- Directed by: Grigoris Karantinakis
- Written by: Mimi Denisi Martin Sirman
- Based on: Smyrna my Beloved by Mimi Denisi
- Starring: Mimi Denisi Burak Hakkı Rupert Graves Susan Hampshire
- Cinematography: Simos Sarketzis
- Music by: Andreas Katsigiannis
- Distributed by: Tanweer Productions
- Release date: December 23, 2021;
- Running time: 141 minutes
- Country: Greece
- Language: Greek

= Smyrna, My Beloved =

Film directed by Grigoris Karantinakis

Smyrna, My Beloved (Σμύρνη μου αγαπημένη) is a 2021 Greek historical epic film directed by Grigoris Karantinakis about the burning of Smyrna (today's Izmir, Turkey) by the Turkish army in September 1922. The film stars Mimi Denisi, Burak Hakkı, Rupert Graves and Susan Hampshire.

== Summary ==

The story follows the wealthy Greek Baltatzis family in the multicultural city of Smyrna during the Greco-Turkish War 1919-1922 and after the Turkish army entered the city in 1922, and shows the suffering and exodus of the ethnic Greeks of the city.

== Screenings ==
The film premiered at Megaron-Athens Concert Hall.

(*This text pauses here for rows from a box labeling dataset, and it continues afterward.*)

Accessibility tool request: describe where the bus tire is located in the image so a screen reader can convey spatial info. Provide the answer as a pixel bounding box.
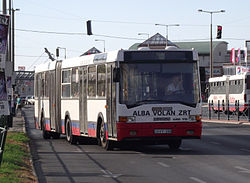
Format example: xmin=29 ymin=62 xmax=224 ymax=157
xmin=98 ymin=121 xmax=113 ymax=150
xmin=51 ymin=132 xmax=61 ymax=139
xmin=41 ymin=115 xmax=51 ymax=139
xmin=65 ymin=118 xmax=77 ymax=144
xmin=168 ymin=139 xmax=182 ymax=150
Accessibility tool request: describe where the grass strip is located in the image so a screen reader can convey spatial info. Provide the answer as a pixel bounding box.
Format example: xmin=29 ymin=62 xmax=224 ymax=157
xmin=0 ymin=132 xmax=36 ymax=183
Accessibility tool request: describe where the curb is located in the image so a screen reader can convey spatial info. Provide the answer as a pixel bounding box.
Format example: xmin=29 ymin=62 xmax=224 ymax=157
xmin=201 ymin=119 xmax=250 ymax=125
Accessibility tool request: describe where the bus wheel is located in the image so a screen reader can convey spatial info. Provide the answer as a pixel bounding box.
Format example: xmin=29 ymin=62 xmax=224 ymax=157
xmin=41 ymin=117 xmax=51 ymax=139
xmin=99 ymin=121 xmax=113 ymax=150
xmin=168 ymin=139 xmax=181 ymax=150
xmin=66 ymin=118 xmax=77 ymax=144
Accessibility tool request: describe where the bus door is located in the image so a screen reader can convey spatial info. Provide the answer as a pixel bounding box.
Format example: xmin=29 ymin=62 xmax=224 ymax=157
xmin=79 ymin=67 xmax=88 ymax=134
xmin=47 ymin=71 xmax=56 ymax=130
xmin=106 ymin=64 xmax=117 ymax=137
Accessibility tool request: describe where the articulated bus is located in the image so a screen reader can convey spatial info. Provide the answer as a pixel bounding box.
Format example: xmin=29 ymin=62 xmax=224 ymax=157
xmin=35 ymin=49 xmax=202 ymax=150
xmin=208 ymin=66 xmax=250 ymax=112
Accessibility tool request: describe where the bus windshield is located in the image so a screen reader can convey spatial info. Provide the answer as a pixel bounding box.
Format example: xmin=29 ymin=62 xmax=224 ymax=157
xmin=120 ymin=62 xmax=200 ymax=108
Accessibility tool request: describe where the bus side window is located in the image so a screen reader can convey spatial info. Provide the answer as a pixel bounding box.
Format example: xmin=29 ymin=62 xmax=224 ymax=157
xmin=97 ymin=65 xmax=106 ymax=97
xmin=71 ymin=68 xmax=79 ymax=97
xmin=88 ymin=66 xmax=96 ymax=97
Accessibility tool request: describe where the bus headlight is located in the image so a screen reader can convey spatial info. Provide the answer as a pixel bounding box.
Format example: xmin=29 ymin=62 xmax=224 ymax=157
xmin=119 ymin=116 xmax=135 ymax=122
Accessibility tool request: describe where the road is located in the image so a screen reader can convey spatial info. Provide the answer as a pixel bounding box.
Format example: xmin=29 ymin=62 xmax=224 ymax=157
xmin=23 ymin=106 xmax=250 ymax=183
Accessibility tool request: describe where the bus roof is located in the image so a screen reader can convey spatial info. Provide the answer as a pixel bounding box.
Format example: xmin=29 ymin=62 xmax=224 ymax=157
xmin=35 ymin=49 xmax=198 ymax=73
xmin=62 ymin=50 xmax=124 ymax=68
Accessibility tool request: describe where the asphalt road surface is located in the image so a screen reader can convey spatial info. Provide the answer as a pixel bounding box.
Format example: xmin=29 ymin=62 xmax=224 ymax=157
xmin=23 ymin=106 xmax=250 ymax=183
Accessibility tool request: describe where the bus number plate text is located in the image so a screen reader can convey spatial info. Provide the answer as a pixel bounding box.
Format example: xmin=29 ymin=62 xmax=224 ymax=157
xmin=154 ymin=129 xmax=172 ymax=134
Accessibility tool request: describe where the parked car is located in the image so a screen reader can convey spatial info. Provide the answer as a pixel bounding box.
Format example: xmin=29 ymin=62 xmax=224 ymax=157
xmin=25 ymin=95 xmax=35 ymax=105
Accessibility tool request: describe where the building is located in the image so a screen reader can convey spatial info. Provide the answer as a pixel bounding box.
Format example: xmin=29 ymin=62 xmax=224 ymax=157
xmin=129 ymin=33 xmax=230 ymax=101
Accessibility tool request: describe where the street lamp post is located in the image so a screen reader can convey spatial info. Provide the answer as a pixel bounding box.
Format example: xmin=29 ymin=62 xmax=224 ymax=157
xmin=198 ymin=9 xmax=225 ymax=78
xmin=138 ymin=32 xmax=149 ymax=48
xmin=155 ymin=24 xmax=180 ymax=47
xmin=10 ymin=8 xmax=20 ymax=72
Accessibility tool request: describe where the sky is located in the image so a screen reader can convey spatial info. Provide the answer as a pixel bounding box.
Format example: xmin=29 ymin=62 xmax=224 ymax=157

The film screened at Redstone Theatre through Museum of the Moving Image in May 2022.

== Reception ==

=== Reviews ===
A review in The National Herald said, "The film is also a lesson about showing compassion to others in their times of need."

Athens Insider referred to the film as "a poignant tale of loss and belonging".

The film was reviewed by Tom McSorley of the CBC.

At least one Turkish publication, Hürriyet, criticized the film, calling it "propaganda".

=== Awards ===
Smyrna, My Beloved won The Audience Award for Feature Film at the Los Angeles Greek Film Festival.